The benefits of an effective AML/ CFT regime (Framework)
An effective AML regime is a deterrent to criminal activities in and of itself. Such a regime makes it more difficult for criminals to benefit from their acts. In this regard, confiscation and forfeiture of money laundering proceeds are crucial to the success of any AML program. Forfeiture of money laundering proceeds eliminates those profits altogether, thereby reducing the incentive to commit criminal acts. Thus, it should go without saying that the broader the scope of predicate offenses for money laundering, the greater the potential benefit.
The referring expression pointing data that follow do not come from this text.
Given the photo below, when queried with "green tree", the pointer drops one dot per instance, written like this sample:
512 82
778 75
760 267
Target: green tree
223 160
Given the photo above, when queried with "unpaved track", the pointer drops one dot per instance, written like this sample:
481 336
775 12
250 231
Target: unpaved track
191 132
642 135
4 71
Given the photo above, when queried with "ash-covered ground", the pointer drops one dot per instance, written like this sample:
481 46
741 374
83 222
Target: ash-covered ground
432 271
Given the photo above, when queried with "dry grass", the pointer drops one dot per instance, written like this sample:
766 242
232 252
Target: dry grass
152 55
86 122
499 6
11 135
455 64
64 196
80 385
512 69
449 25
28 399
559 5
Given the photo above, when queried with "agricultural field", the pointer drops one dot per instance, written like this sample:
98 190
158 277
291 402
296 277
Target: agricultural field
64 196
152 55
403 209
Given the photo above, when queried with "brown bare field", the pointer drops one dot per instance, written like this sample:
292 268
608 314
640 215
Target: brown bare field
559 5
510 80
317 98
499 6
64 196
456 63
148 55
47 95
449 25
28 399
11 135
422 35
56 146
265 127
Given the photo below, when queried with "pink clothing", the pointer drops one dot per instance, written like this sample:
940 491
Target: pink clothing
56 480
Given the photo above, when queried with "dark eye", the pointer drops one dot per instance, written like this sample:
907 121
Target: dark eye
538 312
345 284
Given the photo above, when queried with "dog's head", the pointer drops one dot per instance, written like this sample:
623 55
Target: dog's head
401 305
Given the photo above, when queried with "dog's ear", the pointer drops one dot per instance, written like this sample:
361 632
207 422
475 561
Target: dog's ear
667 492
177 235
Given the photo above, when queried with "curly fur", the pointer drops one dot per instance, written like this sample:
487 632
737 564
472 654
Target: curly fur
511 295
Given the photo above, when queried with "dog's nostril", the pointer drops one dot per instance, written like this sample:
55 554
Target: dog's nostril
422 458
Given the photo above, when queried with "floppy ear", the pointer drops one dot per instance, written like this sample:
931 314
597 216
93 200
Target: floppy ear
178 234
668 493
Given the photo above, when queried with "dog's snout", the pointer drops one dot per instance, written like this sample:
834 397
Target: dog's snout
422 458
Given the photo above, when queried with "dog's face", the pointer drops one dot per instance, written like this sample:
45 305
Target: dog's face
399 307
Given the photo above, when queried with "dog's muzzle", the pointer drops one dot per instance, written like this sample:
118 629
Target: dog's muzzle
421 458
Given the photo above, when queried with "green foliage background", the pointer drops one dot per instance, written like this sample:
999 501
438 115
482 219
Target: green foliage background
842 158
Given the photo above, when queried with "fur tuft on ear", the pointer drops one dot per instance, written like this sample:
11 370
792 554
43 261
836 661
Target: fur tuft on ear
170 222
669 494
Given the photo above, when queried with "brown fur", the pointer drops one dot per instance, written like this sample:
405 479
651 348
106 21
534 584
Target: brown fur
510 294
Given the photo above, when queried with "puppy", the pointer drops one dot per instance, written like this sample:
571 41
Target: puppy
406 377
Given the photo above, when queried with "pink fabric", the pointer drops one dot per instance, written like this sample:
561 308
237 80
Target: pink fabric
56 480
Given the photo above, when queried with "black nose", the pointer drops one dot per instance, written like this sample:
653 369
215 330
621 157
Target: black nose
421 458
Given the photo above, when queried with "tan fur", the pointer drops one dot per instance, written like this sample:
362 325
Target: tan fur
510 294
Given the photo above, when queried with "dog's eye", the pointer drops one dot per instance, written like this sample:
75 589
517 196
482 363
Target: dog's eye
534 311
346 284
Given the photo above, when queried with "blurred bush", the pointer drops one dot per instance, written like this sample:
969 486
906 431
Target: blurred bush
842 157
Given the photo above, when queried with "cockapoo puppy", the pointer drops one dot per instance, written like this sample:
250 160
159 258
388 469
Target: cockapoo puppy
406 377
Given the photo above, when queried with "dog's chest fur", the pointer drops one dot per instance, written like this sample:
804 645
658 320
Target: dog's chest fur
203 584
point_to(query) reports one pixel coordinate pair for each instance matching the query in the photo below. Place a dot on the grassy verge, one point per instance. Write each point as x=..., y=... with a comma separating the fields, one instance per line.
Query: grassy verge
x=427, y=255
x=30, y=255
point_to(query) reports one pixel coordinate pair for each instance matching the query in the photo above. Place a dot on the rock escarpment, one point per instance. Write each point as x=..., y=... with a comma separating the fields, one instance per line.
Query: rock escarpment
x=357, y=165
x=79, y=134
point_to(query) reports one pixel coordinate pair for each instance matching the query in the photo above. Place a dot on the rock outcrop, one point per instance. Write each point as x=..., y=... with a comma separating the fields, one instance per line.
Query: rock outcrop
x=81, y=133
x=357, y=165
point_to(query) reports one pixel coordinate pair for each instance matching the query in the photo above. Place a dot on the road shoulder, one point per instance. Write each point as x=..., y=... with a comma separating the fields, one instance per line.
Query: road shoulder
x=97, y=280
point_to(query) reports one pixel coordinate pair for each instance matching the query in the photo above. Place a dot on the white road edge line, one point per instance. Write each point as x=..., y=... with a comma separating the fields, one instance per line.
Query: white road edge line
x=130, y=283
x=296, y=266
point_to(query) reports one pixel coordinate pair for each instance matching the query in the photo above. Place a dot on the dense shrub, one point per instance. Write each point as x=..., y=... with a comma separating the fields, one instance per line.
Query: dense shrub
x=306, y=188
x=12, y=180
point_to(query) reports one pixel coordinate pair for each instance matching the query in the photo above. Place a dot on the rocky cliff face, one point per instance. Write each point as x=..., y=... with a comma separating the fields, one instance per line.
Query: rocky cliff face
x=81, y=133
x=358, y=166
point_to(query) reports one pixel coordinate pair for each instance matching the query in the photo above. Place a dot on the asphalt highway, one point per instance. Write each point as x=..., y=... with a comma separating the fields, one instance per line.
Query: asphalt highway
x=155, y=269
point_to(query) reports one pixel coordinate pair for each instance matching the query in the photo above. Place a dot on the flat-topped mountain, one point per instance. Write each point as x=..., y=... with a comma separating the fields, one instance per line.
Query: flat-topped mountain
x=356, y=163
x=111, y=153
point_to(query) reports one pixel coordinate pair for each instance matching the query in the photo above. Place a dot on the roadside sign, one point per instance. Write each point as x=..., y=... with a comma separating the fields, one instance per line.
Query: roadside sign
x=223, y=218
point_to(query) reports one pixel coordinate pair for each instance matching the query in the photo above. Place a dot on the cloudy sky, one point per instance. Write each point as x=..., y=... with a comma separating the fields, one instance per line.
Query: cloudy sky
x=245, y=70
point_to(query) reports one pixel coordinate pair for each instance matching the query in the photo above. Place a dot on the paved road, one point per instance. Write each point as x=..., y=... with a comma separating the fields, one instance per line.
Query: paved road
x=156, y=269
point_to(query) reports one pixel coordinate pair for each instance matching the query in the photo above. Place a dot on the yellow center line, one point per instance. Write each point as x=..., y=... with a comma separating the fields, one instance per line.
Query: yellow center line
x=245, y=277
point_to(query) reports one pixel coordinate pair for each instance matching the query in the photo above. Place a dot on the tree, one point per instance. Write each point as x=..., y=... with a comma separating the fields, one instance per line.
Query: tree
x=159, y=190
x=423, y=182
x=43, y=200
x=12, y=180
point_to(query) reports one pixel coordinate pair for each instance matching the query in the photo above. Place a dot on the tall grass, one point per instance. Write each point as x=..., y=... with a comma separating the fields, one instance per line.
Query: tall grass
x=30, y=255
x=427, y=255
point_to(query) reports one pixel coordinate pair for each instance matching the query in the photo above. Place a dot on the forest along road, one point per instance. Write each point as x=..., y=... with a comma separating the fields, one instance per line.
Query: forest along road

This will also influence the public confidence in financial institutions, and hence their stability, is enhanced by sound banking practices that reduce financial risks to their operations. These risks include the potential that either individuals or financial institutions will experience loss as a result of fraud from direct criminal activity, lax internal controls, or violations of laws and regulations.  Money laundering has a direct negative effect on economic growth by diverting resources to less productive activities. Laundered illegal funds follow a different path through the economy than legal funds. Rather than being placed in productive channels for further investment, laundered funds are often placed into “sterile” investments to preserve their value or make them more easily transferable. Such investments include real estate, art, jewellery, antiques or high-value consumption assets such as luxury automobiles. Such investments do not generate additional productivity for the broader economy.

CONCLUSION

Current regulations and regulations do not help the SARs process. As seen throughout this thesis, the legal obligation to report suspicious activity leads to a tendency for compliance experts to “over-report”. For a more flexible and proactive anti-money laundering effort, higher public-private involvement and partnership is required. Greater use of technological tools to improve identification of the qualities separating a useful report from a less valuable one, should be made.

The focus on taking a risk-based approach (after implementation of MLR 2017) is driving the need for experts to gain a profound knowledge of potential risk exposure a relationship presents, creating additional demand for solid investigative skills.

Furthermore, because of the proliferation of digital channels now being used to create accounts, onboarding customers also poses growing issues. Remote onboarding being more prevalent has resulted into a rise in volume of new accounts created fraudulently.

With so many challenges facing the AML industry, the use of technology plays a vital role in assisting business tackle financial crime. Technology can assist with data sharing, with many calling for a single utility in the AML regime that gathers and collects the common information businesses need to conduct due diligence. Maybe the UK can learn from the Nordic countries, where banks are exploring the possibility of setting up a KYC utility together with setting up a joint venture to achieve this. The Nordic utility will focus on creating “an effective, common, safe and cost0effective infrastructure platform to share confidential credentials with customers”. This will assist in decreasing the time taken to carry out KYC checks and embed new clients by offering a centralized common resource they can all draw on.

There are significant difficulties facing the compliance sector. Money launderers are becoming more advanced and technology is being adopted as rapidly as it is released- unhindered by laws and regulations, they leave business on the back foot indefinitely. From past reports we noticed that even though many organisations and laws are created, it is not enough to challenge this problem. So by formulating such framework, we are sure to fight money laundering and terrorism financing in a better way and with more ability. These do affect a country’s economy and with the implementation of the proposed framework, money laundering can be minimized to a least number if not stop completely. We cannot afford to lose sight of the ultimate objective. Money laundering has a real-life human impact, and we must do all can to stem it.